QuicksortRx Blog

Hospital Pharmacy Management | QuicksortRx

Written by QuicksortRx | Nov 26, 2024 8:30:08 PM

As hospitals look to contain costs, it only stands to reason that they should focus on drug spend. Pharmacy is often a hospital’s second-largest cost center, and while labor can be expensive, more than 80% of an inpatient pharmacy’s spend goes to drugs.  

Yet it isn’t just the proportion of budget drawing hospital leaders’ attention to drug spend. Shifting market dynamics are challenging health system’s capabilities and their ability to manage this spend efficiently.  

Growing Need for Better Insights into Purchasing 

It’s old news that drug prices have been rising significantly for years, and a review from HHS shows the number of price increases in 2022 was higher than it’s been in seven years. More than 1,200 products exceeded the already outsized inflation rate of 8.5 percent –– with an average price increase of 31.6 percent in this category. 

At the same time, hospitals are under intense pressure to control expenses. Labor shortages, inflation, payment change, and shifts in service line profitability are tightening operating margins that were already razor thin. And while there has been some improvement following the start of the pandemic, many of these forces are ongoing.  

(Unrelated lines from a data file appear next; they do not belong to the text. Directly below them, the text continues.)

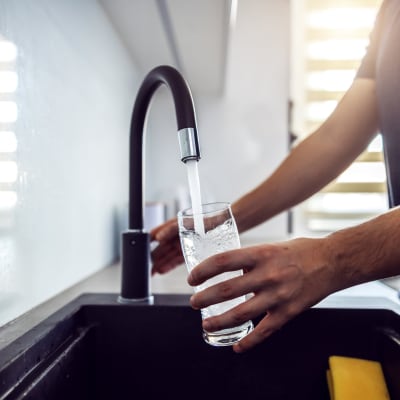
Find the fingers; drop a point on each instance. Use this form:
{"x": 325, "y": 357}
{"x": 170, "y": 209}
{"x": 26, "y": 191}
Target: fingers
{"x": 166, "y": 231}
{"x": 223, "y": 291}
{"x": 272, "y": 322}
{"x": 236, "y": 316}
{"x": 228, "y": 261}
{"x": 166, "y": 260}
{"x": 167, "y": 255}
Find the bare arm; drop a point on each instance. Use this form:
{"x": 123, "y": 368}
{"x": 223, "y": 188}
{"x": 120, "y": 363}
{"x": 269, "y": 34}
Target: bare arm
{"x": 316, "y": 160}
{"x": 287, "y": 278}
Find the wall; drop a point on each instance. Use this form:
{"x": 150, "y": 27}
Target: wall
{"x": 243, "y": 135}
{"x": 74, "y": 96}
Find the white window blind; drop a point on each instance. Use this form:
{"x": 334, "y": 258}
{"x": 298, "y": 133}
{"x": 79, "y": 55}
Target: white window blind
{"x": 332, "y": 36}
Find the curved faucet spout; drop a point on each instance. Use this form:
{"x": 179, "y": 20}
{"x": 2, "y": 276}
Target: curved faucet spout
{"x": 136, "y": 242}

With these pressures on reducing healthcare expenses, hospital pharmacy management’s timely action on drug spend is imperative to the health of hospital finances. While clinical initiatives and formulary can help ensure the right medication choices are made at the patient level, most hospitals are falling behind in optimizing how that medication gets purchased as market volatility and complexity increase.  

Key Areas of Opportunity for Reducing Pharmacy Costs  

Hospital pharmacy management cost reduction efforts at DSH 340b hospitals typically focus on three key areas:  

Price and Contract Volatility  

While we typically see published “list price” increases each year in January and July, most hospitals will see 300+ price and contract changes every month –– just on items they already purchase. These updates can be due to contract changes, 340b ceiling price recalculations, or routine adjustments to costs from the manufacturer side. 

To be efficient, pharmacy teams need to monitor these price changes, identify new medications coming to market, and regularly review the competitive pricing on alternatives in the same operational class.  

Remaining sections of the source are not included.